If I now create an allday event like this:
<mes:CreateItem SendMeetingInvitations="SendToNone">
<mes:Items>
<typ:CalendarItem>
<typ:Subject>Alldayevent</typ:Subject>
<typ:Start>2013-01-08T01:00:00.000Z</typ:Start>
<typ:End>2013-01-08T02:00:00.000Z</typ:End>
<typ:IsAllDayEvent>true</typ:IsAllDayEvent>
... Exchange correctly stores this as (GetItem output):
<t:Start>2013-01-08T00:00:00Z</t:Start>
<t:End>2013-01-09T00:00:00Z</t:End>
<t:IsAllDayEvent>true</t:IsAllDayEvent>
If Outlook is also configured for UTC this shows as an all day event for 8. January (as expected).
However, if I set Outlook to UTC+1 (Amsterdam time), the event is displayed extending over two days (and note he checkbox being blank):
Checking 'All day' in that situation results in (GetItem output):
<t:Start>2013-01-07T23:00:00Z</t:Start>
<t:End>2013-01-09T23:00:00Z</t:End>
<t:IsAllDayEvent>true</t:IsAllDayEvent>
I'm doing a DAV to EWS conversion myself. Something that might be of interest I ran across from Best Practices for Using Exchange Web Services for Calendaring Tasks (Ex 2007, but I assume applies to Exchange 2010 and 2013)

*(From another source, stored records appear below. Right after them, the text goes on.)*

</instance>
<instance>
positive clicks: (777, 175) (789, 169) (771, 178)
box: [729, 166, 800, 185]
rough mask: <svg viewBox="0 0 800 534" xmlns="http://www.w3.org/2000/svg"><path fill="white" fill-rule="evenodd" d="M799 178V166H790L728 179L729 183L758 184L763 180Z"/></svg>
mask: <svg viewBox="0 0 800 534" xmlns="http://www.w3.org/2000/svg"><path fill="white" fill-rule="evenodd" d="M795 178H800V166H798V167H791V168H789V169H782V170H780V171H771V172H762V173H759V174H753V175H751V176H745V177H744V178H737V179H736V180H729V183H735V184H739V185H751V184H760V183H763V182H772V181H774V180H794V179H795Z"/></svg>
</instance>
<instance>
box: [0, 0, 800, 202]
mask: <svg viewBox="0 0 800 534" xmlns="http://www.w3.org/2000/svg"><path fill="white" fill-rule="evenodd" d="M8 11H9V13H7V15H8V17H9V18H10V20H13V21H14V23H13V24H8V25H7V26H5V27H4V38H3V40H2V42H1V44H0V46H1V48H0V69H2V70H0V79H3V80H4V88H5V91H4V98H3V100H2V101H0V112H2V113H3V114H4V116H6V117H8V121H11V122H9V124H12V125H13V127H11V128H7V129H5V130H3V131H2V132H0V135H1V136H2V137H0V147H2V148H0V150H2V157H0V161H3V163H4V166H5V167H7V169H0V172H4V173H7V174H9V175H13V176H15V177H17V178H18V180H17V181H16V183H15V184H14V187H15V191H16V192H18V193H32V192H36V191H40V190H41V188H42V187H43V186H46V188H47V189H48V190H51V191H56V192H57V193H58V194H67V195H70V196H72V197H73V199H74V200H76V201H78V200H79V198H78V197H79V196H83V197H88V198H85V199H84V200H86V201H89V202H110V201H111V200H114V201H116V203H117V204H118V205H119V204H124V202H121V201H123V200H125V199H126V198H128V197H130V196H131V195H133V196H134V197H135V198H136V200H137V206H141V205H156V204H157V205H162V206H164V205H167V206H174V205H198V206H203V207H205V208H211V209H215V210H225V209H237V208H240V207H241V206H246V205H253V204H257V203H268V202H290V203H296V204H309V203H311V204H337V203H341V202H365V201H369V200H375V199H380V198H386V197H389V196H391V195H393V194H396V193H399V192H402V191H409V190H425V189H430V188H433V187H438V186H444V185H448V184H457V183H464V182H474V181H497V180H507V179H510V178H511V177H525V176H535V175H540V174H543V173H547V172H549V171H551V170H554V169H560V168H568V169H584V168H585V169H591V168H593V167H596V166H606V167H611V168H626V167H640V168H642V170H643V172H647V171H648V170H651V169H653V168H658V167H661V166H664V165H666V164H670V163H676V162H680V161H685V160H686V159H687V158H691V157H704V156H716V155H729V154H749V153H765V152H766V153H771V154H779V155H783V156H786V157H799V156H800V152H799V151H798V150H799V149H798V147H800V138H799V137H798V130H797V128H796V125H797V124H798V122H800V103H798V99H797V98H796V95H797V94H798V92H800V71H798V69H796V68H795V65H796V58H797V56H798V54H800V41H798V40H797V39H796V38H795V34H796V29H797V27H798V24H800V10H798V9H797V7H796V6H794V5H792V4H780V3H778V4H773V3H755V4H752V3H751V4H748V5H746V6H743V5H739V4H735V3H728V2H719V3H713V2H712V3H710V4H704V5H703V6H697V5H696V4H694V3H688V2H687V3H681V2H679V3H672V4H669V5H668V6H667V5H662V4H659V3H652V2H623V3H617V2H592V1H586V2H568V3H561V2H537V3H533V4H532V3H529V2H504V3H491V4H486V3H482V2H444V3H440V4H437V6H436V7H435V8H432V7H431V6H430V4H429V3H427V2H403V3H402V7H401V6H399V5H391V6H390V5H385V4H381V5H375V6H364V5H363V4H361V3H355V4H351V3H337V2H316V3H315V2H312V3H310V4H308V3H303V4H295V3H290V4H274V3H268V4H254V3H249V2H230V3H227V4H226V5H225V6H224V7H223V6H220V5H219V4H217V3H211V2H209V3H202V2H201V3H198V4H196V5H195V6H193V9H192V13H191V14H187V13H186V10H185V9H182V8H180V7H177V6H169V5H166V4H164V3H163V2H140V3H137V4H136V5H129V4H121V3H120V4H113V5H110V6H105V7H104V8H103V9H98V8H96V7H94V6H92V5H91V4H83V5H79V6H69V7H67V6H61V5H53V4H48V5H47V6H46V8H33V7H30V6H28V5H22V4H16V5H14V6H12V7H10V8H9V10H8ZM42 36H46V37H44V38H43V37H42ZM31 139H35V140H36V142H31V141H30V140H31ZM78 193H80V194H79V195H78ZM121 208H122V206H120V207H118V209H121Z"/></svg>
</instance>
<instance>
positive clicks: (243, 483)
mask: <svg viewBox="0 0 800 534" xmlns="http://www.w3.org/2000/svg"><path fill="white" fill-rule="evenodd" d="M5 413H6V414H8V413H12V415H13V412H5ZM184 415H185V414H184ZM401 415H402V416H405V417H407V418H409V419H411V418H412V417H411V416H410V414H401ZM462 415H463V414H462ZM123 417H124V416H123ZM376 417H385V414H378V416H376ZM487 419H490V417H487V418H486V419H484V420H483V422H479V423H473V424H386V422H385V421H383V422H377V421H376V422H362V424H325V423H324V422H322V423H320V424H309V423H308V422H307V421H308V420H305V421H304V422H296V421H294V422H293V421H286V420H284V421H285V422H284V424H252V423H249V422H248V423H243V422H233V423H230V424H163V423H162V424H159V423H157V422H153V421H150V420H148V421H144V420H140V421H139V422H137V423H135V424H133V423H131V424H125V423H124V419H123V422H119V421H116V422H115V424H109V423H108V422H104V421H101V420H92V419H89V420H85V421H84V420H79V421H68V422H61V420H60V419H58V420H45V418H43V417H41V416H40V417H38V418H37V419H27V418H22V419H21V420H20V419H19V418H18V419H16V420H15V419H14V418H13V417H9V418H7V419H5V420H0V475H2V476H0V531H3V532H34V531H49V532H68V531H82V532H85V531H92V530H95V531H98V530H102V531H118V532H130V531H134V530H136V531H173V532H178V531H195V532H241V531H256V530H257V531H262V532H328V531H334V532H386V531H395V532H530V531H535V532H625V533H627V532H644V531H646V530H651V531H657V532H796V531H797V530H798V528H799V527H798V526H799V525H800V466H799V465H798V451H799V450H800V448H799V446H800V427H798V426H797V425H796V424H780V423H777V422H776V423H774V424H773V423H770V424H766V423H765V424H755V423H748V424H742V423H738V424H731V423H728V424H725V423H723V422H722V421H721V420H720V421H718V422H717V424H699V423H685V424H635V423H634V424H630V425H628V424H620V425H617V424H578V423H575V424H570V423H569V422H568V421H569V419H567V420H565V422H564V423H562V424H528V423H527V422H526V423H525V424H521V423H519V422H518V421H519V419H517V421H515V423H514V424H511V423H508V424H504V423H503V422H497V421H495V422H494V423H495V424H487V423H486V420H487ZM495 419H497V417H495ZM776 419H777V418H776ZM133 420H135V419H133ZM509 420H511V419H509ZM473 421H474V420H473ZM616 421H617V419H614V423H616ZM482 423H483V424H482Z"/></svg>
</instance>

When Exchange Web Services receives a request to create a new CalendarItem for which the start and End properties are identified by non-UTC-offset strings, the server must convert the Start and End properties to Coordinated Universal Time (UTC) before the CalendarItem can be stored. The following are the rules for the conversion to UTC:
If the request contains an explicit time zone definition via a MeetingTimeZone property, the server will apply the correct offset with regard to Standard and Daylight rules as defined by the time zone.
If no explicit time zone is defined, the current time zone of the computer that is running Exchange 2007 (specifically, the Client Access server that is processing the request) will be used.
Note:
In Exchange 2007 SP1, all unspecified time zones are set to UTC instead of the time zone of the Client Access server.
Experimenting a little bit, I found that if you do not specify a timezone, EWS will indeed apply the time as UTC. If IsAllDayEvent is true start times and end are ignored besides their date component. So an all day event turns into 12:00am-12:00am UTC or 5:00pm-5:00pm on my calendar (I'm -7 UTC also). The Best Practices article recommends using the MeetingTimeZone element, but I received an error that it was depreciated, use StartTimeZone and EndTimeZone instead. Indeed adding <StartTimeZone Id="Pacific Standard Time"> seems to work.
As far as your 3 day issue goes I was able to reproduce similar results. Here is what I suspect is happening. If you tell Exchange the start time is 7am and end time is 8am, and flag it all day, it will automatically set the start and end times to yyy-mm-ddT00:00:00 and yyy-mm-dd+1T00:00:00. So if I send an appointment for 2011-11-04T07:00:00 to 2011-11-05T07:00:00 w/o the timezone element, it thinks I'm trying to span two days. The start time 2011-11-04T07:00:00 becomes 2011-11-04T00:00:00 to 2011-11-05T00:00:00. The end time 2011-11-05T07:00:00 becomes becomes 2011-11-05T00:00:00 to 2011-11-06T00:00:00. This gets thrown on the calendar as UTC. When viewed it in Outlook or in webapp it displays it in PST as Nov 3rd 5pm - Nov 6th 5pm and looks like its spanning 3 days (but only actually only 48 hours).
You need to specified MeetingTimeZone(for ES2007) or StartTimeZone(for ES2010+). I had the same problem, and it helped me.